Communal Living and Its Discontents

IF I WERE a century older, I might have grown up in the Oneida Community, a complicated nineteenth-century social experiment that sought to be a “city on the hill” both for its upstate New York environs and for the entire world. Founded in 1848 by John Humphrey Noyes, a rogue religious leader who had been expelled by Yale Divinity School for heresy, Oneida was built on the principle that perfection on earth was within reach, and that it would be achieved by restructuring society as a single intimate interdependent family, rather than as an assortment of individuals, couples, and nuclear families with competing rights and interests.
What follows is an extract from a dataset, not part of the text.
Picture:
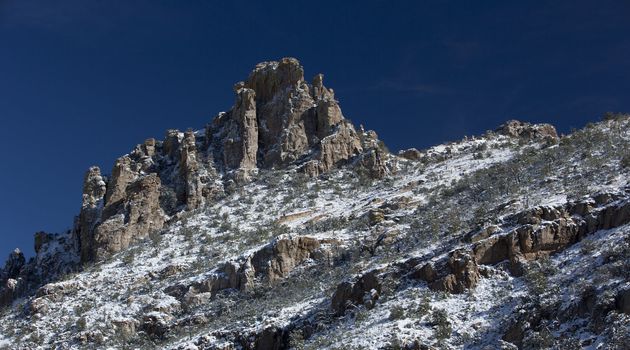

Oneidans famously believed that traditional marriage and family life had been superseded by “complex marriage,” in which everyone was married to everyone else, property was shared, children were raised collectively, and sex between community members was a spiritual practice that reinforced communal love and channeled spiritual energy. Under Noyes's direction, Oneidans practiced birth control and eugenics, using a nearly-complete ban on male orgasm to limit the number of children, and attempting to breed a new type of men and women called “stirpicults” who would hopefully one day achieve bodily immortality. Noyes, who initiated girls into the sexual life of the community through acts that would now be punishable as statutory rape, was an advocate of biological incest between spiritually superior people, which he believed would intensify desirable spiritual and physical traits.